Banana Coconut Milk Oatmeal


This breakfast recipe is an easy way to make your oatmeal healthier, lighter and tastier. Follow the steps, and try this recipe today!

Nutritional Information:

215 calories / 8g fat / 5g saturated fat / 40mg sodium / 34g carbs / 5g fiber / 11g sugars / 3g protein (Calculated with 2 tbsp. maple syrup, without butter)


  • Ripe Bananas
  • Steel Cut Oats
  • Light Coconut Milk
  • Ground Flax Seeds
  • Vanilla
  • Cinnamon
  • Nutmeg
  • Brown Sugar
  • Kosher Salt
  • Butter (optional)


  1. Add all of the ingredients into a slow cooker.
  2. Make sure to stir in all of the ingredients and set to cook on low for 6-7 hours (all slow cookers vary).
  3. Make sure not to lift off your lid until it is done and cooked (otherwise add 30 minutes due to released heat). You will know it is done when the bananas brown over and the top of the milk browns.
  4. Ta-da!

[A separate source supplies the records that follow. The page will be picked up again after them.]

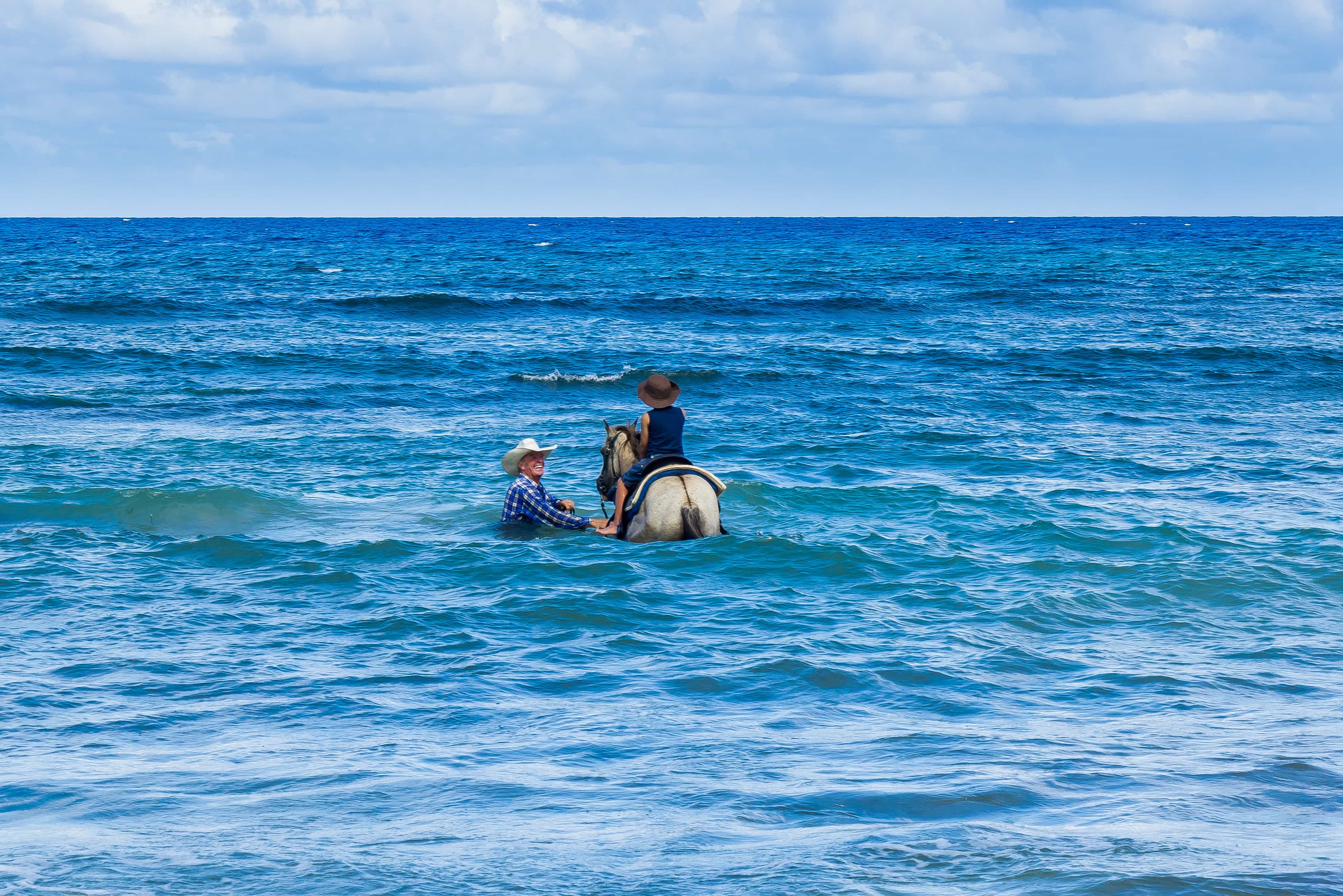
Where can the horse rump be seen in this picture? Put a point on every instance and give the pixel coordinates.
(692, 525)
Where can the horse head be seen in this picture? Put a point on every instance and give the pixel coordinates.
(619, 452)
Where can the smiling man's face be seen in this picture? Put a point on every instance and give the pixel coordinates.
(532, 465)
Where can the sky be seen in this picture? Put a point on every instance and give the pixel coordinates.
(503, 108)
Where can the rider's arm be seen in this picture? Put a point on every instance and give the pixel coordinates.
(543, 512)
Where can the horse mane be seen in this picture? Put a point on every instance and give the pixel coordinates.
(633, 436)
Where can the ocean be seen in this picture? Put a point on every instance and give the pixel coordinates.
(1033, 581)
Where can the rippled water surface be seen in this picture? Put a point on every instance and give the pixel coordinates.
(1033, 581)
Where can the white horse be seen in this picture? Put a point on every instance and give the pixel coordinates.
(675, 508)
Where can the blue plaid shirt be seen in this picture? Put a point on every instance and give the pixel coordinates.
(528, 500)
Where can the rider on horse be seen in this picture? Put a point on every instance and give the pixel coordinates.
(660, 436)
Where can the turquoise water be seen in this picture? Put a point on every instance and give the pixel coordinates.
(1033, 581)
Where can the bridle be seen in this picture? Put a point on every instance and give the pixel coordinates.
(609, 475)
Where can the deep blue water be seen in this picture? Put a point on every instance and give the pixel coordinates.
(1033, 581)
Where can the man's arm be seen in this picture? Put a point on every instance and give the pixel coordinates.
(538, 507)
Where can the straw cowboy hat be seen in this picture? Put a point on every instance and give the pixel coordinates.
(659, 392)
(524, 448)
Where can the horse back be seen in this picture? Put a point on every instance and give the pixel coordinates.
(676, 508)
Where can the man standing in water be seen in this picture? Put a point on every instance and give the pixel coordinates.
(527, 499)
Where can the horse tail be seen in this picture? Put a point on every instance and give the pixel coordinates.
(692, 525)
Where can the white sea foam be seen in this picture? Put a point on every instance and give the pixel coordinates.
(557, 377)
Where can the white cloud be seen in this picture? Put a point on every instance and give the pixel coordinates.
(200, 140)
(29, 143)
(1188, 107)
(676, 64)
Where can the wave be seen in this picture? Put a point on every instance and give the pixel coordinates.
(626, 375)
(187, 512)
(121, 305)
(22, 401)
(413, 304)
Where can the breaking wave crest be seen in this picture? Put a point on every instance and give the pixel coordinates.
(626, 375)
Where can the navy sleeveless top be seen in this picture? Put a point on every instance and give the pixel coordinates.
(665, 426)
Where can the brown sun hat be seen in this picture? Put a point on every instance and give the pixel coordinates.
(659, 392)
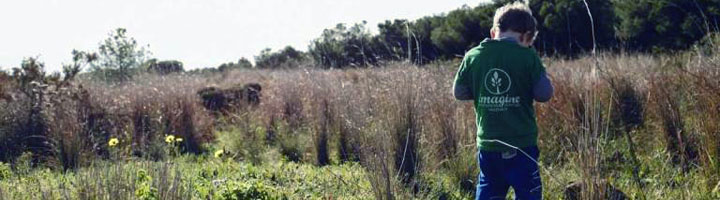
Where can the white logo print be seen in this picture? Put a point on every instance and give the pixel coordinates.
(497, 81)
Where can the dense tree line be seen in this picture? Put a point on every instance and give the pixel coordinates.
(565, 31)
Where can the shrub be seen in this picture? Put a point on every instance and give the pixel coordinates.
(248, 190)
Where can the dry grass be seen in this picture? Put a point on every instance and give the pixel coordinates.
(401, 121)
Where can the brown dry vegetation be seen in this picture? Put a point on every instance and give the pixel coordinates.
(626, 123)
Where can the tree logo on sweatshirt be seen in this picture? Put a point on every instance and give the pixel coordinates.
(497, 81)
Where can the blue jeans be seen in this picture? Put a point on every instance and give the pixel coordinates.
(501, 170)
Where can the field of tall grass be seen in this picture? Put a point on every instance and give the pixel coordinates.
(645, 125)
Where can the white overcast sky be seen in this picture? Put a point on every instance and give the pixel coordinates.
(200, 33)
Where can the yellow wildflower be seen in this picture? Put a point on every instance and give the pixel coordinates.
(219, 153)
(170, 138)
(113, 142)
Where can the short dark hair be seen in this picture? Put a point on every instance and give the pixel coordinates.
(515, 17)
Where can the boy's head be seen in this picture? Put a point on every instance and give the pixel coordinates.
(515, 19)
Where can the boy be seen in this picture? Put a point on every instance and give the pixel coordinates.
(503, 76)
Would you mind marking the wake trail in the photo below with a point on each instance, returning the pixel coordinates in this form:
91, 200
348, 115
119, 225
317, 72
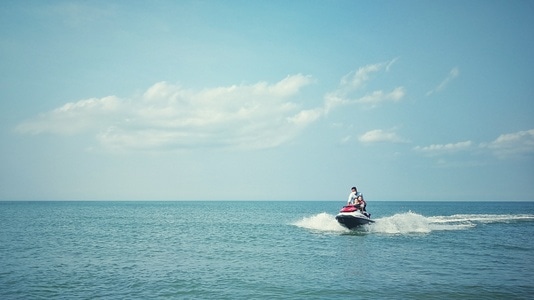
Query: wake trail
410, 222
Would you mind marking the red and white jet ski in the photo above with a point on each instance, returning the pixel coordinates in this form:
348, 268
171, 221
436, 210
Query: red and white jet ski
351, 216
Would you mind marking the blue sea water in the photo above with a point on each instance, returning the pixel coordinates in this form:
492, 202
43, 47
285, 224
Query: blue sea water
265, 250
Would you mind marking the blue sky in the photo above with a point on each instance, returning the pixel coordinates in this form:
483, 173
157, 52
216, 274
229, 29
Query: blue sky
266, 100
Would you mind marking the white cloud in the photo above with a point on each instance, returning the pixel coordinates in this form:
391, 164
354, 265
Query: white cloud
381, 136
440, 149
455, 72
75, 117
377, 97
168, 116
350, 84
513, 144
505, 146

Your oats should be ready to prepare and serve. Make sure to try to make this during the day to prevent overcooking your oatmeal. Many readers find much success, however, there are some that tend to overcook their oatmeal ruining their breakfast. Be sure to try this once during the day for trial and error, then you will know how long you need to program the timer.